Maybe I cursed myself when I denounced those ‘book over movie’ snobs, or maybe I’m just pickier than I thought. Meera Syal’s second novel Life isn’t All Haha Heehee feels like a kind of unofficial biographical sequel to Anita and Me. Although Life isn’t… deals with heavier themes, it still has that dark comedy which she does so well. Her prose is, as always, unquestionably phenomenal, but the BBC miniseries adaptation fell short for me. The characters just didn’t match the ones in the book. Okay, okay, I’m a hypocrite. Now go read the book first.

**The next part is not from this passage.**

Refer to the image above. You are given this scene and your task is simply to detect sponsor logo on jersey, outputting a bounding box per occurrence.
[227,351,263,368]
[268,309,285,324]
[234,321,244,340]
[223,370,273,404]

Life isn’t… follows the lives of three best friends who grew up together in the Punjabi community of East London. Sunita the once-activist who is a failed law student and unhappy wife. Tania, former school yard scrapper who is now an aspiring TV/film director. Then there is Chila, dictionary definition sweet, but not the kind that fails the Sexy Lamp test. The story opens with Chila’s wedding to Deepak, a joyous event since her family had written her off as too dumb to be marriageable. It is Chila’s innocence which inspires Tania’s boss to give Tania her own film project. A documentary about love in the South Asian community. This tokenism which is the antithesis of what Tania wants to build her career on, is precisely what launches it. But her film’s success also ignites a series of betrayals leaving the three women to fight for their own happiness amidst splintered friendships.
As always, Syal puts the South Asian experience at the forefront without isolating readers, or worse, writing something hollow where the reader is merely observing the ‘other.’ Sorrows, joys, and struggles are borderless even when they come in different shades. Despite landing on different paths, it was once an unspoken rule of their friendship that the three women would be united by shared domesticity: husbands, children, and as Chila said, getting old and saggy together.
Unfortunately the phrase ‘you let yourself go’ is as much an accusation as a lament. So many scenes in both versions had me cringing, like when her husband Akash calls Sunita a cliche, dumpy housewife after she cuts her hair and loses weight. The pressure of having to do and be everything and please everyone – all before the inevitable decline into crone-hood at thirty six – was frustratingly relatable. The constant references to Tania’s beauty is just further proof of an uncomfortable truth. Audiences would rather learn about a culture from someone who is an approachable mix of exotic and conventionally beautiful.
Sadly, this nuance and even the darkly humorous aspects were lost in the adaptation or conveyed in flat, plot exposition-type dialogue. The miniseries gives too much space to their messy love lives when love is just a foil for how complicated it really is to live life on your own terms. That said, don’t write off the series entirely. It’s part of a body of work where the heavy lifting isn’t done by South Asian cliches of colors, one-dimensionally crazy parents, and spontaneous dance numbers.
Also, don’t forget how rare and refreshing it is to read a story where women in their thirties are still searching for happiness instead of comparison shopping for nursing homes.